DRAPER, Utah—1-800 Contacts notified the Federal Trade Commission (FTC) yesterday of alleged violations by “nearly 28,000 optometrists and other eyecare providers of the Fairness to Contact Lens Consumers Act of 2004 (FCLCA).” The Act requires ECPs to provide patients with a copy of their contact lens prescription.

According to 1-800 Contacts, “These violations reveal a pattern of improper and illegal behavior by many optometrists who consistently put their own profits ahead of patient choice.”

Steven A. Loomis, OD, president of the American Optometric Association responded by saying, “This is another frivolous and unsupported attack on doctors, patients and quality eyecare by an out-of-control industry. Their self-serving, home-cooked “research” has been rejected in state after state and in Washington, DC. These attacks on the doctor-patient relationship and well -established laws recognizing contact lenses as a medical device are backfiring, making them even less credible and placing them further on the fringe.

“As state optometric associations keep defeating their anti-patient bills, the AOA will continue making it a high priority to hold unscrupulous internet contact lens sellers accountable with Federal agencies and with the media whenever and wherever their greed places health and vision at risk,” Loomis said.
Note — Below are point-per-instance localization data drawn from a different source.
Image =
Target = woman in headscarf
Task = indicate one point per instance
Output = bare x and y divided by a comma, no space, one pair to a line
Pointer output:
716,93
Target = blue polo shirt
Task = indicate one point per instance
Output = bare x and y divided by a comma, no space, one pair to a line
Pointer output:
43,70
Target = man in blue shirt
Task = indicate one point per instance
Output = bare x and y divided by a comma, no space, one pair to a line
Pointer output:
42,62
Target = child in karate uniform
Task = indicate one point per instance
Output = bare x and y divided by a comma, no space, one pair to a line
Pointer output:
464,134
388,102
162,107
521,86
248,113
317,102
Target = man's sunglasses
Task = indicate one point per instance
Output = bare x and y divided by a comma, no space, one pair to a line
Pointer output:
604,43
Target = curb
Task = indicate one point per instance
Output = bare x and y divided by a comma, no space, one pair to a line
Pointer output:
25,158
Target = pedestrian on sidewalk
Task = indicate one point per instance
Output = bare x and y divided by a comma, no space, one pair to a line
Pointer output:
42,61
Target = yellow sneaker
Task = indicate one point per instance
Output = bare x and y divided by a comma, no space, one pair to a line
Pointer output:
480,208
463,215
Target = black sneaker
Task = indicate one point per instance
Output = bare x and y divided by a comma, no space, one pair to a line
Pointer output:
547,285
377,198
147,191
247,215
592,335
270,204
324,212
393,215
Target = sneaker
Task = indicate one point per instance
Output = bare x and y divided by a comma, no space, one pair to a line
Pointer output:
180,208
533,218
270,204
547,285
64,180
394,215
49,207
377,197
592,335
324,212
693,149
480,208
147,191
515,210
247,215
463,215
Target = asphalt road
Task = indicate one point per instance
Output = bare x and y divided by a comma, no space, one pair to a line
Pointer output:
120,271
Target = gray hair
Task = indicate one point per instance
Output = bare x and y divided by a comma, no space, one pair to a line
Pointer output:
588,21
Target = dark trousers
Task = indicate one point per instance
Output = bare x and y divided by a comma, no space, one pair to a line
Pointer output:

“Unlike medical doctors who do not sell what they prescribe, optometrists sell the contact lenses they prescribe,” said Cindy Williams, general counsel of 1-800 Contacts.

“This conflict of interest results in some optometrists acting in a manner that limits their patients’ ability to buy lenses from other retailers—and often results in consumers paying higher prices for an identical product. The violations submitted by 1-800 Contacts to the FTC demonstrate how these optometrists unfairly compete and may harm patient safety as needed prescriptions are not released,” she said.

In response to a query from VMail about how they determined the number of ECPs who violated the FCLCA, 1-800 Contacts' Williams said, “Keeping robust and accurate records is a priority for 1-800 Contacts, and it is the normal course of our business and our compliance with the FCLCA to keep this kind of data.

"Over the course of the last four months we have combed this data, to underscore the widespread pattern of violations by optometrists who are choosing profits over their patients. The vast majority of the violations were discovered in instances when 1-800-Contacts was granted the right to act as its customer’s agent to obtain a copy of their prescription from their doctor. The violations occurred when the optometrists failed to respond to the request, which is contrary to the obligations mandated in the FCLCA,” she said.